The Tamil Nadu Government has issued orders to mitigate and plug sewage flow into the Cooum along with the Adyar river and the Buckingham Canal at an estimated 2, 371 crores.
This developmental project, however, bears a cost: relocation of over 2,000 people from Indira Nagar Slum to Perumbakkam in the next two months in turn affecting their livelihoods.
A New Indian Express report in January 2018 suggested the Tamil Nadu Slum Clearance Board’s (TNSCB) offering to carry out the in-situ redevelopment of the slums under the Union government’s flagship scheme– Pradhan Mantri Awas Yojna (PMAY) which aims to house slum dwellers by 2022.
The board stepped in when around 2,990 families residing in the slum faced eviction from the defence ministry.
A year on, slum dwellers face eviction rather than rehabilitation.
A senior official at the Tamil Nadu Housing Board says that the issue of redevelopment of the slum has taken a backseat owing to the fact that the Indira Nagar slums are on land owned by the central government over which the state government has no control.
“The railway is willing to rent the land on a 99-year lease with rent based on commercial value, which is not viable for construction on the land itself,” he said.
S. Kumar, a social worker and resident, gives the example of Parry’s corner, a nearby wholesale market near the slum which is a source of employment for many.

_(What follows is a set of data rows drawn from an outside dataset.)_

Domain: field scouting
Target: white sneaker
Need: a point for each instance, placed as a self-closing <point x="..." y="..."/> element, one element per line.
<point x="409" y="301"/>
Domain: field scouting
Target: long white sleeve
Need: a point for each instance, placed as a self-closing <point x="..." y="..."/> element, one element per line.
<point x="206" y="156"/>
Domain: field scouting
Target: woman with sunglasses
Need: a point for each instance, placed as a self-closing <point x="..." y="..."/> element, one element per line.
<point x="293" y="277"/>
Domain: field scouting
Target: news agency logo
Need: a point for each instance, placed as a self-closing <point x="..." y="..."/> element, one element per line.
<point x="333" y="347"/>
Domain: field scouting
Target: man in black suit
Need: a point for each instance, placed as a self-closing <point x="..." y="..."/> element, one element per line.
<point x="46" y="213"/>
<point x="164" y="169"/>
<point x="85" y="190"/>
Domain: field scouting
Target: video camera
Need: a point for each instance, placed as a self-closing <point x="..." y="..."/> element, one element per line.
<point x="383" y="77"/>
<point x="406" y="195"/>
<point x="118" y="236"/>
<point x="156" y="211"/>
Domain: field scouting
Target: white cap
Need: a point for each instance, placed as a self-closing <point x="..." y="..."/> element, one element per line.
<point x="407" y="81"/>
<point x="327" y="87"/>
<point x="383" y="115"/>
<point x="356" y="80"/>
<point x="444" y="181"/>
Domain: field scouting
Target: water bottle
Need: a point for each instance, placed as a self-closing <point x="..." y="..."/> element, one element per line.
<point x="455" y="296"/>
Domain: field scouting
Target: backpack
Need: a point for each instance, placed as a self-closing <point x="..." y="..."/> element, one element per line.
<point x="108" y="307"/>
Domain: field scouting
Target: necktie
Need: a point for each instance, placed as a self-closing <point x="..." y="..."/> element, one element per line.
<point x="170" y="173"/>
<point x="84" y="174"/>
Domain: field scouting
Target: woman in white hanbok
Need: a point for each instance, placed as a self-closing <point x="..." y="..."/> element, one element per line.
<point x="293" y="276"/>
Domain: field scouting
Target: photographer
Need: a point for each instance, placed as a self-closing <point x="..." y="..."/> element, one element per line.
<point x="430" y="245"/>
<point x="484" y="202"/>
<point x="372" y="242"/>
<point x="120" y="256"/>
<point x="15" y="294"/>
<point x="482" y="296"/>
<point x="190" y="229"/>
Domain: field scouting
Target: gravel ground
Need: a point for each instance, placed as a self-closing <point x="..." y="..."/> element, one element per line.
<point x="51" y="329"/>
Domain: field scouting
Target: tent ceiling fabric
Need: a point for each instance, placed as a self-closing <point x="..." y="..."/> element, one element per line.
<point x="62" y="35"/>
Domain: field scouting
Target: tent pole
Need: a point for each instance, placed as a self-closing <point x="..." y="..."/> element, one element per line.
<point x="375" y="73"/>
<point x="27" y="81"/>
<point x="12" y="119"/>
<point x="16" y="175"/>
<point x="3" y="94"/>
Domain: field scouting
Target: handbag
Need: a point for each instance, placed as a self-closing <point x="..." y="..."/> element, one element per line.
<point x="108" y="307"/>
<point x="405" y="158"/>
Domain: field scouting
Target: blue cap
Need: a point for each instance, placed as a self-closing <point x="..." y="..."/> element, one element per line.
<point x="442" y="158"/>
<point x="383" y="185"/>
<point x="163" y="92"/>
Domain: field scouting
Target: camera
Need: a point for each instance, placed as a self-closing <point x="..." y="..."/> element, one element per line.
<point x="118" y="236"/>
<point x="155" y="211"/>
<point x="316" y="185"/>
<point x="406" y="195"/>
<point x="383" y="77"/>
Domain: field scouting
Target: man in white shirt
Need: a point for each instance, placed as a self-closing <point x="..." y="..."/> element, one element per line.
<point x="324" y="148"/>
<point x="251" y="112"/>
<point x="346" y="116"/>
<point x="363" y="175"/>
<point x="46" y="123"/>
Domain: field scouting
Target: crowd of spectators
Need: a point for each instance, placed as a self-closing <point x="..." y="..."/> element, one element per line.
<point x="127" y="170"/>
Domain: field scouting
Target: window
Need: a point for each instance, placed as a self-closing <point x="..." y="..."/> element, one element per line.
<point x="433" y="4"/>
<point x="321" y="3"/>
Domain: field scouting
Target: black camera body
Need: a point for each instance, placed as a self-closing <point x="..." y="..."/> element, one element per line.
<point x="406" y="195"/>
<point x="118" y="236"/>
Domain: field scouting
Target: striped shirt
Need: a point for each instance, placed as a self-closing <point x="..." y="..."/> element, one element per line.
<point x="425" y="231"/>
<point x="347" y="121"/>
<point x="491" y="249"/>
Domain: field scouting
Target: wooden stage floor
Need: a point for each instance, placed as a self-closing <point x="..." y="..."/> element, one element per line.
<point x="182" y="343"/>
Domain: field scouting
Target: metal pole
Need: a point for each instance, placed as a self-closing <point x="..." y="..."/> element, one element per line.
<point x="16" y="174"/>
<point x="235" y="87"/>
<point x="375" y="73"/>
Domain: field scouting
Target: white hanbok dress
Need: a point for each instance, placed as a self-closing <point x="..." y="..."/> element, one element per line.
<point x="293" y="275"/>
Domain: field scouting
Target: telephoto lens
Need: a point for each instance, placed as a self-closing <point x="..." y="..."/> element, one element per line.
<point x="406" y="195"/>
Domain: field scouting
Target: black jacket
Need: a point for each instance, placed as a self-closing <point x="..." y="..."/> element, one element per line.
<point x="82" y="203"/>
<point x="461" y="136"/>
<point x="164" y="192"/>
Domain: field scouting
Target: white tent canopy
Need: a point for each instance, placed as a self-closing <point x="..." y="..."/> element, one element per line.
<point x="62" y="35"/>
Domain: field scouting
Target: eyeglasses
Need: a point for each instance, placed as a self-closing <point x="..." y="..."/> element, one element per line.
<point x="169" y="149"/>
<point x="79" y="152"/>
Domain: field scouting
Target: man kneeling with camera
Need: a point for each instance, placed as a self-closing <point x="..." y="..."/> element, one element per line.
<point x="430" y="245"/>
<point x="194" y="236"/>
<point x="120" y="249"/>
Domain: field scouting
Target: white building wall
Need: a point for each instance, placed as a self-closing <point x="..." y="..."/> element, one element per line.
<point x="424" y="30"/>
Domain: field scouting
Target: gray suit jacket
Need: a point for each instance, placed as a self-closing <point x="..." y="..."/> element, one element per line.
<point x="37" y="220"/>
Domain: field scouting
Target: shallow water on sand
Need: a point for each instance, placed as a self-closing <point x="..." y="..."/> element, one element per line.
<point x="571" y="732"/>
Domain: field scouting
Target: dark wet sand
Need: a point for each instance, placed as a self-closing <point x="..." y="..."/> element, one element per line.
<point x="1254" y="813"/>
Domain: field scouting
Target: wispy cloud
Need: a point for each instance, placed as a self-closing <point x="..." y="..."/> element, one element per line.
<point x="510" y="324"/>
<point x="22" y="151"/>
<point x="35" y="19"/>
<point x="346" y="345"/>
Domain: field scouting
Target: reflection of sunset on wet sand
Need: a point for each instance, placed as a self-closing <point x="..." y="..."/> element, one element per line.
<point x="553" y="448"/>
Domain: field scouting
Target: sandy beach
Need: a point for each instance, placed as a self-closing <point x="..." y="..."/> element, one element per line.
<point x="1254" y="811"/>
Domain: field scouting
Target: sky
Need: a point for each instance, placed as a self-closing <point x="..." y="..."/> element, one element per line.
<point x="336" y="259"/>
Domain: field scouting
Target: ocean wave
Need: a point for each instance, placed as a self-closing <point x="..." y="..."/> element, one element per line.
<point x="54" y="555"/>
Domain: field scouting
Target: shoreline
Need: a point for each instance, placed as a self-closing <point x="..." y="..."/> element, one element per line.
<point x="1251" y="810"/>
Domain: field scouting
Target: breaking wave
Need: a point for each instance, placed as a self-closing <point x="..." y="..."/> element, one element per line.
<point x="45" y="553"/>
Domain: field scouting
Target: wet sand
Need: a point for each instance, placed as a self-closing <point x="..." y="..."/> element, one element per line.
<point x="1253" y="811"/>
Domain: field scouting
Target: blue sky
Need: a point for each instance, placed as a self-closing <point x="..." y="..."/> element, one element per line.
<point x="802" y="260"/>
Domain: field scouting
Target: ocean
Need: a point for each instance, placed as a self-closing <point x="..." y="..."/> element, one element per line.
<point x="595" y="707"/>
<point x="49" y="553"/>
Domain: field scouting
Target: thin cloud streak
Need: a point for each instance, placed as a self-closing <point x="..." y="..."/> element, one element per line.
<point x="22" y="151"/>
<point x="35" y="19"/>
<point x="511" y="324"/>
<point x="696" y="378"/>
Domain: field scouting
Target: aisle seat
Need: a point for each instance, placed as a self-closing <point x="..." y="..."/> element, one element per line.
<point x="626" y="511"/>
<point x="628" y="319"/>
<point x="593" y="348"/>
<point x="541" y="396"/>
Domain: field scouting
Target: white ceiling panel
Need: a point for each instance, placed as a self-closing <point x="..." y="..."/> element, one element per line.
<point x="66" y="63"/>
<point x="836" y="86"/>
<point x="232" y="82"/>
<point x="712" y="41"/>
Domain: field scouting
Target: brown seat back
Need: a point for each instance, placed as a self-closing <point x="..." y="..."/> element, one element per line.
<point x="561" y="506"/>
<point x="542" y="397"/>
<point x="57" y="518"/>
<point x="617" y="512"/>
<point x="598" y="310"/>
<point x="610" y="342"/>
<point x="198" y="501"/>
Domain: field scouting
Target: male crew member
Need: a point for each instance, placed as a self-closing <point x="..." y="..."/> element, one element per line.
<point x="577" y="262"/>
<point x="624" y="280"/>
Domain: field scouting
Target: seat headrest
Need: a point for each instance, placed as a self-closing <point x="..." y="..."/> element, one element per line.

There are disparities even within the three slums that Indiranagar slum is part of. In SN Nagar some people have the so-called patta or title documents even though they are squatting on government land. It has a somewhat regular supply of water and electricity.
In the three slums, brazen alcoholism, high unemployment, petty crime are the major problems according to sources in the local police station in SN Nagar.
Residents of Gandhi Nagar lead somewhat tougher lives: electricity is tapped illegally nearby poles, pay and use toilets remain unmaintained and no real drainage facility exists.
Because no drainage facility exists, people often defecate in the open. Some two months back, two young boys died while defecating on the nearby railway tracks.
The Corporation Primary School in the slum is understaffed. There are only about 35 children from the level of LKG up to standard fifth.
But it is not all gloom and doom. One educational institution, Dhanakoti Middle School, an English medium school is providing free education, books and computers must be counted.
Former Counsellor Raj has been crucial to the development of key infrastructure. He became the Counsellor in the year 2001 and held the position up until 2016.
He takes a pro- relocation stand. “The people are not maintaining their houses properly. They always come up with new problems”, he says.
He maintains the stand that in-situ redevelopment is not a feasible option in the slum given the lack of land in the region. “Half the population must shift out for the betterment of the region”, he insists.
According to Karen Coelho, Professor Madras Institute of Development Studies, arguments securing the rights of the people in the slums along the Cooum can be made on the basis of moral claims based on history and social justice. But these claims are not necessarily legal.
She points towards the fast-changing urban climate. “Urbanisation has become all about high-cost land”, she said.
“The solution (to the problem of housing urban poor) lies in policy. The state must house the urban poor through in-situ redevelopment and up gradation in a way that causes least damage to livelihoods”, she said.
“One cannot pitch the environment against the poor. All of us want a good city to live in. At the same time, we want social justice for all those who reside in it”, she said.